Methods to Enhance the Reproducibility of
Precision Medicine

Pacific Symposium on Biocomputing
The Big Island of Hawaii
January 4-8, 2016

Submit Paper

Motivation

Earlier this year, President Obama announced the Precision Medicine Initiative, strengthening communal efforts to integrate linked molecular, environmental, and clinical “big” data. Such efforts have already improved clinical care in areas such as non-small cell lung carcinoma, breast cancer, and cardiomyopathy. To maintain this track record, it is necessary to cultivate practices that ensure reproducibility as large shared heterogeneous datasets and databases proliferate.




whitehouse.gov

Relevant challenges include:

  • The analysis challenges of using heterogeneous measurement platforms (genomic, clinical, quantified self [e.g., FitBit, Apple HealthKit enabled apps], and exposure data)
  • The tradeoff in making personalized decisions using more relevant but noisier subsets of data
  • The unprecedented scale of asynchronous observational and population-level inquiry (i.e. many investigators separately mining shared/publicly-available data)

Session Topics

In this PSB 2016 session, we invite manuscripts that explore and propose solutions to the many challenges of reproducibility in the era of precision medicine. Manuscripts might describe:

  • Methods for automated meta-analysis of clinical trials across diverse data sources
  • New software and/or databases to help coordinate analyses across institutions
  • Proposals to implement “n of 1” clinical trials needed for therapeutic decision making
  • Methods to account for uncertainty and bias from associations derived from observational studies (e.g., associations from epidemiological studies)
  • New methods and extensions to visualization (e.g., StratomeX) and pipeline tools (e.g., knitr, IPython notebook, Galaxy) that promote reproducible use of heterogeneous individual-level and high-dimensional information
  • Methods to combine information from multiple databases for clinical decision making, such as ClinVar, Human Gene Mutation Database, and PubMed

Session Organizers

Arjun K. Manrai
Harvard Medical School
manrai (at) post.harvard.edu

Chirag J. Patel
Harvard Medical School
chirag_patel (at) hms.harvard.edu

Nils Gehlenborg
Harvard Medical School
nils (at) hms.harvard.edu

Nicholas P. Tatonetti
Columbia University
nick.tatonetti (at) columbia.edu

John P.A. Ioannidis
Stanford University
jioannid (at) stanford.edu

Isaac S. Kohane
Harvard Medical School
isaac_kohane (at) hms.harvard.edu

Key Dates

Paper Submission Deadline: July 31, 2015
Notification of Acceptances: September 14, 2015
Revised Papers Due: October 5, 2015
Poster/Abstract Submission Deadline: November 17, 2015
PSB 2016: January 4-8, 2016

Submit

Papers must be submitted to the PSB paper management system

The accepted file formats are: postscript (*.ps) and Adobe Acrobat (*.pdf). Attached files should be named with the last name of the first author (e.g. altman.ps or altman.pdf). Hardcopy submissions or unprocessed TEX or LATEX files or electronic submissions not submitted through the paper management system will be rejected without review.

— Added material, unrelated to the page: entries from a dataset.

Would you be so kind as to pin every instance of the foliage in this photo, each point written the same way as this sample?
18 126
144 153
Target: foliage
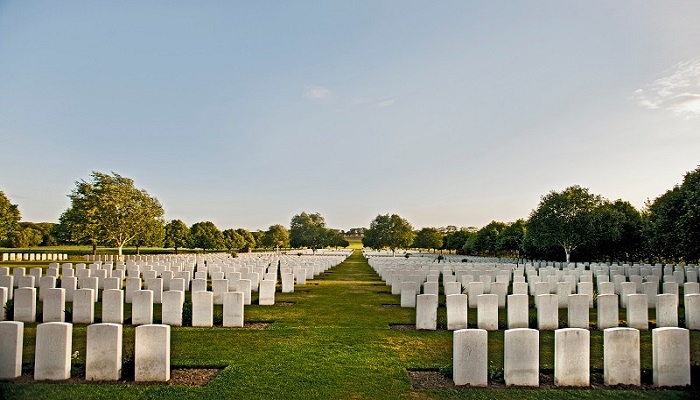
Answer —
109 210
248 238
672 221
177 234
308 230
428 238
457 239
206 235
276 236
233 240
511 238
564 219
9 218
389 231
486 239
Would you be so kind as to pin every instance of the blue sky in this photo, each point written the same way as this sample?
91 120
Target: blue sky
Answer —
446 113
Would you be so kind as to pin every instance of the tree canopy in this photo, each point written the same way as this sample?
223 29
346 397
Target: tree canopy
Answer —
206 235
389 231
177 234
428 238
9 218
564 219
308 230
276 236
109 210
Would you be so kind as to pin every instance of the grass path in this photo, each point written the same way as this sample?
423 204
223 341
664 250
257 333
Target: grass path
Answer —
335 342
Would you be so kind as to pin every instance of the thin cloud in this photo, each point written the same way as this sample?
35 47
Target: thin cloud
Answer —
315 92
678 92
385 103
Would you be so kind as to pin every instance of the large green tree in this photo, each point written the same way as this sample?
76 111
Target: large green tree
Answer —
233 240
276 236
308 230
389 231
177 235
9 218
109 210
206 235
564 219
428 238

Each paper must be accompanied by a cover letter. The cover letter should be the first page of your paper submission. The cover letter must state the following:

  • The email address of the corresponding author
  • The specific PSB session that should review the paper or abstract
  • The submitted paper contains original, unpublished results, and is not currently under consideration elsewhere
  • All co-authors concur with the contents of the paper

Submitted papers are limited to twelve (12) pages (not including the cover letter) in our publication format. Please format your paper according to the instructions. If figures can not be easily resized and placed precisely in the text, then it should be clear that with appropriate modifications, the total manuscript length would be within the page limit.